As the outside temperature drops so too will the performance factor this means that when you need heat most the unit will deliver less.
Another point to note is that in the calculation of the COP the defrost cycle is not accounted for this is OK in summer or when the outside temperature is sub zero (dry air) as the possibility of ice forming on the evaporator is reduced. However in Ireland we have a very wet climate which leads to humid (damp) air. When this air is cooled condensation will form on the evaporator this will then turn to Ice which will block the air passage. The unit will sense this and start a defrost cycle. This cycle reverses the flows in the machine which will extract the heat from the house to melt the Ice. Typically in Ireland as high as 25% of the operation will be a defrost cycle this means that only 50% of the operation is actually adding heat to the house. Therefore the actual efficiency can be as low as 150% rather than 300% dictated by the COP figure.
Water To Water (open loop)
The water to water heat pump is as efficient as the direct expansion system as it employs the same number of heat exchangers (2 the evaporator and the condenser).
The installation costs are generally low as the source is surface or in a relatively shallow well (typically 30 m).
Cops between 5 and 6 are achievable.
The Heat pump realises the temperature of the source and not a lower temperature due to a previous heat transfer process as well as been more efficient the heat pump also can achieve higher heating temperatures up to and above 60 C. this temperature is adequate to heat domestic hot water and also supply radiators.
It should be noted that operating at higher temperatures reduce the performance of the heat pump.
The SPF depends on the Source temperature deviation. If the source is surface river, lake etc a SPF of 4.5 is typical however if the source is a well then the SPF will possibly match the COP. In excess of 5.
As stated earlier the water to water is susceptible to foreign bodies entering the heat exchanger where surface water is been used as the source extensive filtration will be necessary to ensure a clean supply. Well water is generally much cleaner and only serious contaminations of Iron etc would require pre-treatment.
In recent times Manufacturers have realised the importance of higher efficiency and lower Installation costs. This has lead to designing of heat pumps specifically for water to water applications.
When selecting a heat pump the following should be considered.
SPF (ensure that SPF data refers to the proposed design (i.e. similar heat pump, collector area, source temperature etc.)).
COP in accordance with EN 255 or EN 14511.
Excavation costs / Well drilling costs.
Heat Pump cost.
Auxillary equipment costs (many systems require additional apparatus and equipment for hot water generation, surge protection also pumps, tanks and instrumentation).

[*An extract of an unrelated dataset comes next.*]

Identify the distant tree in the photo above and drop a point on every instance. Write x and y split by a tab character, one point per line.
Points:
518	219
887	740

Service Engineer cost / hour
A Low temperature heating system.
Heating storage capacity to maximise on night rate electricity.
Ensure that the capacity of the heat pump is adequate to provide in excess of 70% of the heating requirement during the night rate tariff.
Three phase availability for larger properties.
Expected pay back period.
Domestic hot water temperature.
Scheduled maintence period.
After Considering and choosing the supplier it is always wise to ask for reference projects prior to agreeing a contract.